Ha sido una semana de pronunciamientos económicos después de días de declaraciones políticas rotundas por primeras espadas, a saber Merkel, Cameron, Obama ante el rey de España y Junker. Es unánime: si Cataluña sale de España o si declara unilateralmente su independencia, como anuncian Mas, Junqueras y las CUP, automáticamente saldrá de Europa y peligra su pertenencia al euro. El ex primer ministro italiano Mario D'Alema ha reiterado que a Cataluña le podría pasar lo de Kosovo, que quedaría desconectada de los organismos internacionales, Naciones Unidas, incluida. Pero por lo visto, todo este elenco de líderes mundiales con el mismo argumento valen menos que la declaración de Carme Forcadell, aunque en su vida política no pasara de concejala de Terrasa, y que mantiene que "Cataluña no saldrá de Europa". Tratando de mantener la confusión, el número uno de la lista del sí, Raül Romeva, escribió en su Twitter que el vicepresidente de la Comisión Europea para el euro, Valdis Dombrovsky, "corrigió al Portavoz de la UE" cuando reiteró que Cataluña saldría de la UE si se independizara. El propio Dombrovsky le respondió en Twitter así de claro: "La Comisión Europea tiene un único mensaje. Por favor, lea". Pero tanto da. Cuando no se quiere leer, o entender, no se entiende, porque si se hace, se cae la ficción.

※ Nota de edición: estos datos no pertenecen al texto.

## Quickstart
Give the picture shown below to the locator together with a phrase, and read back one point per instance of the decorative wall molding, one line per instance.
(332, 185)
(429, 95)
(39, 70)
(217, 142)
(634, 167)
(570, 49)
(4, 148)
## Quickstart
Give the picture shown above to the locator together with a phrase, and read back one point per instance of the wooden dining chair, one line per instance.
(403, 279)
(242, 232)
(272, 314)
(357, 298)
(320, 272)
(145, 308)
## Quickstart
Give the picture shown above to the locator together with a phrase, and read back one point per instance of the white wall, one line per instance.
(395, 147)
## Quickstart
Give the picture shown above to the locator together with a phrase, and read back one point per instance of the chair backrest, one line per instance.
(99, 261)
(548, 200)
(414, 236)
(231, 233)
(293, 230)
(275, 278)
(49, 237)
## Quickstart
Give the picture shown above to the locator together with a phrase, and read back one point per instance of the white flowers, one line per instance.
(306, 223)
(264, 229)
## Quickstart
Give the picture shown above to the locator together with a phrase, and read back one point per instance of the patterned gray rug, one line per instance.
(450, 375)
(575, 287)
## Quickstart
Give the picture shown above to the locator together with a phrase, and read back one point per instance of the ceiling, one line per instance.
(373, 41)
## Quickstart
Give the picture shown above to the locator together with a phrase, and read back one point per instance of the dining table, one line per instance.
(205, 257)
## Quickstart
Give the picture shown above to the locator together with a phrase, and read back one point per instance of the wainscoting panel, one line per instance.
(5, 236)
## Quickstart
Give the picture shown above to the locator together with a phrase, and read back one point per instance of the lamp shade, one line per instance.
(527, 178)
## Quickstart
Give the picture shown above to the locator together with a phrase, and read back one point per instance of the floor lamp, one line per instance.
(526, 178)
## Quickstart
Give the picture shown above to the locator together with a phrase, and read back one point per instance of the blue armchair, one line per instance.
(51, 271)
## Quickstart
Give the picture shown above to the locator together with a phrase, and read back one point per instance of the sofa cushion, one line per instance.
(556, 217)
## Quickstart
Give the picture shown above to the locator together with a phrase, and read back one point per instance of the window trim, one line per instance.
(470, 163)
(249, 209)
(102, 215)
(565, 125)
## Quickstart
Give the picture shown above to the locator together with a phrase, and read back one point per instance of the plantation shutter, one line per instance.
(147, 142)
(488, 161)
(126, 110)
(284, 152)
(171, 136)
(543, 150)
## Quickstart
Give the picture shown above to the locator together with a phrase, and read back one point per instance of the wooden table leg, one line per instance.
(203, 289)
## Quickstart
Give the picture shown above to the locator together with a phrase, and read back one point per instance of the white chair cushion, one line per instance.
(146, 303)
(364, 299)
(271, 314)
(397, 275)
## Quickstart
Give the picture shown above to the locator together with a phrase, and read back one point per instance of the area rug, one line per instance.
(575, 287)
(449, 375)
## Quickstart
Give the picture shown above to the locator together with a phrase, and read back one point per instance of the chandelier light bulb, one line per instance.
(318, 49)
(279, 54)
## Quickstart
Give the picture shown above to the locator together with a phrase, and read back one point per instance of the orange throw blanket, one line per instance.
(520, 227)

"Tenemos que desconectar Cataluña de España", dijo Mas. Felipe González le respondió que son tiempos de conexión. Todo el mundo en una sociedad globalizada pelea por conectar, por estar en red. Pero Mas emprende el viaje en sentido contrario. Las consecuencias pueden suponer un alto coste para Cataluña y para el bolsillo de cada uno de los ciudadanos catalanes. Porque detrás de la advertencia bancaria hay pérdida de puestos de trabajo en las sedes centrales del Sabadell y CaixaBank, menos crédito y depreciación de activos.

Un alto ejecutivo bancario del sur de España al que Mas le entregó recientemente un galardón de excelencia le preguntó en privado si todo esto lo había calculado bien: "¿La gente está dispuesta a aguantar ese coste?" Mas reconoció que habría un coste, al menos al principio, y admitió que a una parte de los que propugnan la independencia no le importaría soportar las dificultades económicas, pero a otra parte quizás sí. ¿Entonces, es que no lo saben porque se los desinformó, o no quieren saberlo, o simplemente las emociones eclipsan los razonamientos racionales? Tenemos la opinión de Merkel contra la de Junqueras, la de Cameron frente a la de Forcadell, la de Junker contra Romeva y la Obama frente a la de Mas. Y las declaraciones de los bancos y cajas, Sabadell y Caixabank incluidas, que advierten de su posible salida de Cataluña, frente a la del candidato de las CUP, Antoni Baños: "Que hagan las maletas y se lleven sus preferentes y sus desahucios".

Nadie sabe, ninguna encuesta puede predecir, lo que sucederá el domingo en las urnas. Hay mucho silencio y es verdad que hay campaña fomentando el miedo por ambas partes, pero, al fin, empieza a aflorar esa información que antes solo se decía en voz baja y que resulta esencial antes de tomar una decisión. Como han empezado a hablar los que nunca lo hacían en alto, quizás esta vez se desmienta eso de que "pasará lo de siempre, porque siempre ha sido así". Pasará lo que los catalanes decidan.